Strictly monitor quality of products

What you need to know:

  • The issue: Quality of products
  • Our view: The national standards body should strictly monitor adherence to guidelines and not relent in their mandate to ensure all manufacturers and shopping outlets comply with required quality standards.

The Uganda National Bureau of Standards (UNBS) last week issued a directive to all supermarkets in the country to refrain from displaying any product that does not bear a distinctive quality mark. In the January 16 letter, the standards body instructed all owners of wholesale and retail outlets to enforce the use of quality marks.

The letter also put on notice supermarkets that are involved in value addition such as baking, packaging and branding, among others, to ensure their products are certified with immediate effect – with the distinctive quality mark as required by law.

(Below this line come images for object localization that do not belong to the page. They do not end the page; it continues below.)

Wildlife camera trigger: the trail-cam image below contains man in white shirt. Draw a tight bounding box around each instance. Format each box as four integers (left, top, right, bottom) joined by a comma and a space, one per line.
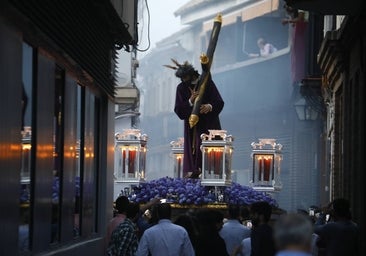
247, 37, 278, 57
136, 203, 195, 256
220, 204, 251, 255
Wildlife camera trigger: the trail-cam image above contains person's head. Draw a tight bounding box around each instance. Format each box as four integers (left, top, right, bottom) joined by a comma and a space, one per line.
250, 201, 272, 226
227, 204, 241, 219
240, 205, 250, 220
273, 213, 313, 252
174, 61, 199, 83
211, 209, 225, 231
283, 3, 299, 19
257, 38, 267, 49
174, 214, 198, 237
283, 3, 293, 13
330, 198, 351, 220
196, 209, 224, 233
154, 203, 172, 220
126, 202, 140, 221
115, 196, 129, 214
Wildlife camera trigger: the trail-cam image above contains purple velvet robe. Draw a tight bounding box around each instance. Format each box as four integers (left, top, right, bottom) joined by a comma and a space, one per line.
174, 78, 224, 175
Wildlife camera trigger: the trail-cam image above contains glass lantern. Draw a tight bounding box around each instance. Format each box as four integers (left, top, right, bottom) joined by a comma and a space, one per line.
201, 130, 233, 186
250, 138, 283, 191
170, 137, 184, 178
115, 129, 148, 185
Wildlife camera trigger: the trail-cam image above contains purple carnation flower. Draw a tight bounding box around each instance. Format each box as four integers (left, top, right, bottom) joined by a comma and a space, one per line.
129, 177, 277, 207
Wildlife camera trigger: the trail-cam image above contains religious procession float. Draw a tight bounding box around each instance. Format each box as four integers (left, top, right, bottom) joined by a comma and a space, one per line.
115, 127, 283, 215
114, 14, 284, 214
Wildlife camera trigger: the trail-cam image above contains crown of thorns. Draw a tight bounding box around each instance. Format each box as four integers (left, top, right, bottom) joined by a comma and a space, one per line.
163, 59, 196, 78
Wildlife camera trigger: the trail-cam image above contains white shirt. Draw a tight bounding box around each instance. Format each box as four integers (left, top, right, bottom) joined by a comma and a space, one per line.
240, 237, 251, 256
219, 219, 251, 255
260, 43, 278, 57
136, 219, 195, 256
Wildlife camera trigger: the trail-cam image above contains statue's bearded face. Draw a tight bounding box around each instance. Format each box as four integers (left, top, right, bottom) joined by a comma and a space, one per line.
181, 74, 192, 83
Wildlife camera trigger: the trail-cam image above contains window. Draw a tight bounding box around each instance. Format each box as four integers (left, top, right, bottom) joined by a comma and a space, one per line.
18, 44, 101, 251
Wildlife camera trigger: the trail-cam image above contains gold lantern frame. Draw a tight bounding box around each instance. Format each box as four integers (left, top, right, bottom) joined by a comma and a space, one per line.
115, 129, 148, 186
170, 137, 184, 179
200, 130, 233, 186
250, 138, 283, 192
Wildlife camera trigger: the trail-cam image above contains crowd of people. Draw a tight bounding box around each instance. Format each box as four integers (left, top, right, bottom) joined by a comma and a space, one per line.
104, 196, 359, 256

That UNBS would write a letter “to request shops to only deal with products that have been certified and bear a distinctive mark … before putting them on shelves” is revealing. All wholesale and retail outlets, which include supermarkets, are required to adhere to basic operation standards but these rules have been flouted with reckless abandon.

There are many examples of shopping outlets selling expired or substandard products, thus exposing consumers to various risks, including health hazards. For instance, UNBS one time announced that 60 per cent of juice producers in the country are unhygienic and it was difficult to understand or even know how many juice manufacturers exist in Uganda.

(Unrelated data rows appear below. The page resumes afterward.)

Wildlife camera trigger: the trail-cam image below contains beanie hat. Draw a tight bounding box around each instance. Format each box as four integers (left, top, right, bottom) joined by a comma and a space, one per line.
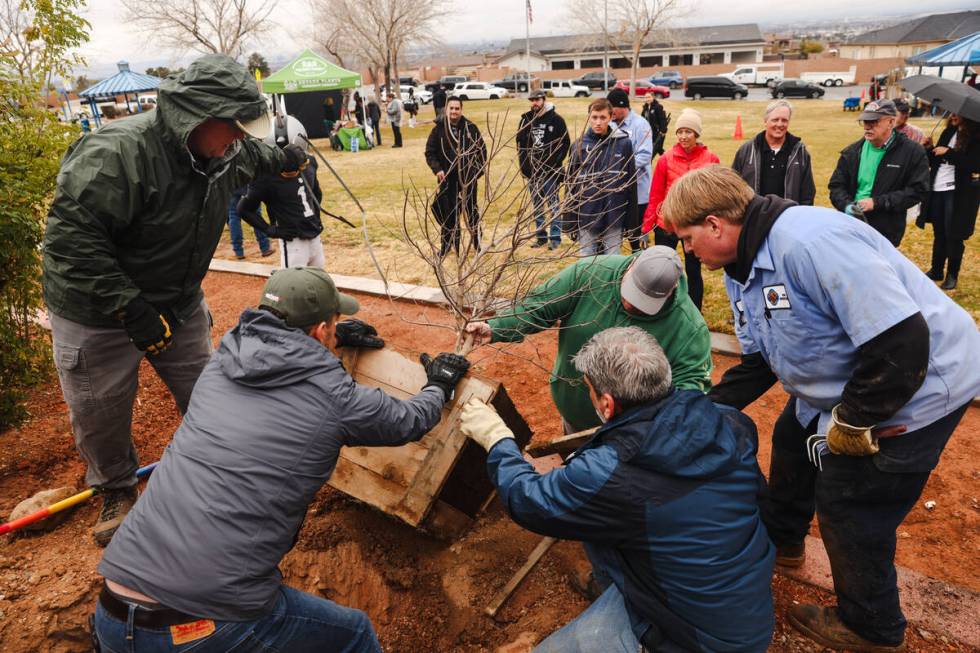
607, 88, 630, 108
675, 109, 702, 136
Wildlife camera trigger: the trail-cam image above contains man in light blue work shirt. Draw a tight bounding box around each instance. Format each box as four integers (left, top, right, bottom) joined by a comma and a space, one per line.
661, 166, 980, 653
608, 88, 653, 252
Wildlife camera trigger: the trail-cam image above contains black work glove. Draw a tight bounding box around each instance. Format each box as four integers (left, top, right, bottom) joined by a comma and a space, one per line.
282, 144, 308, 173
119, 297, 172, 355
335, 319, 385, 349
420, 352, 471, 402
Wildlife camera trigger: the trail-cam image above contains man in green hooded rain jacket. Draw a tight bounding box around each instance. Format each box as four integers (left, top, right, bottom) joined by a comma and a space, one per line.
42, 54, 306, 546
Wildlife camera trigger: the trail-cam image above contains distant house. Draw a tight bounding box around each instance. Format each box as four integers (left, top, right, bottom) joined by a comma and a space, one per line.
496, 23, 766, 72
840, 10, 980, 60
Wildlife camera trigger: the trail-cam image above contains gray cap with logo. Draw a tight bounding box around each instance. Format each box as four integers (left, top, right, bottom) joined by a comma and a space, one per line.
619, 246, 683, 316
259, 267, 359, 328
858, 99, 897, 121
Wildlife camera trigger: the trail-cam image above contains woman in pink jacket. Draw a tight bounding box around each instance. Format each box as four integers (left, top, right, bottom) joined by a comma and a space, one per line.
643, 109, 719, 309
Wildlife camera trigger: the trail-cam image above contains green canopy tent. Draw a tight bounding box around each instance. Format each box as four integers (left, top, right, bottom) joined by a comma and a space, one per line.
262, 49, 361, 138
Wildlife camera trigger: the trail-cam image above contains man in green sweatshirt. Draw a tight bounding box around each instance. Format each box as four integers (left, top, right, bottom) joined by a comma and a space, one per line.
466, 247, 712, 432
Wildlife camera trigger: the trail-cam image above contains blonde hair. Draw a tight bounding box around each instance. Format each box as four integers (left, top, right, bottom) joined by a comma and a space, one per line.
660, 165, 755, 229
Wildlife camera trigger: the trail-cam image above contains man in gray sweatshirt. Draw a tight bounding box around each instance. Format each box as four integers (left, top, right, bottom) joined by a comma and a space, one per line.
93, 267, 471, 653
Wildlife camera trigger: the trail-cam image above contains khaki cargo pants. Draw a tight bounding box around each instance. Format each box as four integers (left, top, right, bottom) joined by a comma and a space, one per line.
49, 301, 212, 490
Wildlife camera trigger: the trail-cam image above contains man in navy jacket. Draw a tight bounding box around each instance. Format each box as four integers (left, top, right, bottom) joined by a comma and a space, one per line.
460, 326, 775, 652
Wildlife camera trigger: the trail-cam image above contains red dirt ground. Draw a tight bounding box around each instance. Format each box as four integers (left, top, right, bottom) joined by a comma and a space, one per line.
0, 270, 977, 652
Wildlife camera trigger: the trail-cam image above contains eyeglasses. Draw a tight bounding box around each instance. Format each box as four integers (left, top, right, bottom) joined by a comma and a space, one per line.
860, 119, 880, 127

This is because it is very easy for anybody to start making and packing juice at home without securing formal approvals. As a result, some makers of juice, according to the standards body, pack coloured water and claim it is natural juice...
There have also been cases of restaurants being closed, especially in the city, for operating unsuitable kitchens and selling food that is unfit for consumption. Similarly, shopping outlets have also been closed over failing to observe minimum health and safety standards.

Just recently, police carried out an operation against counterfeit products in Kampala. During a joint crackdown by UNBS, Uganda Revenue Authority and Uganda Registration Services Bureau, assorted goods were impounded.

Last year, UNBS announced that more than 50 per cent of the goods on the market were substandard. Lack of compliance with set standards certainly derails efforts by the standards body to rid the country of fake products. Yet under the UNBS Act, no person is allowed to import, distribute, sell or have in his or her possession or control for sale or distribution any commodity for which a compulsory standard specification has been declared.

The national standards body should strictly monitor adherence to guidelines and not relent in their mandate to ensure all manufacturers and shopping outlets comply with required quality standards. Entities that do not respect set guidelines should face appropriate penalties.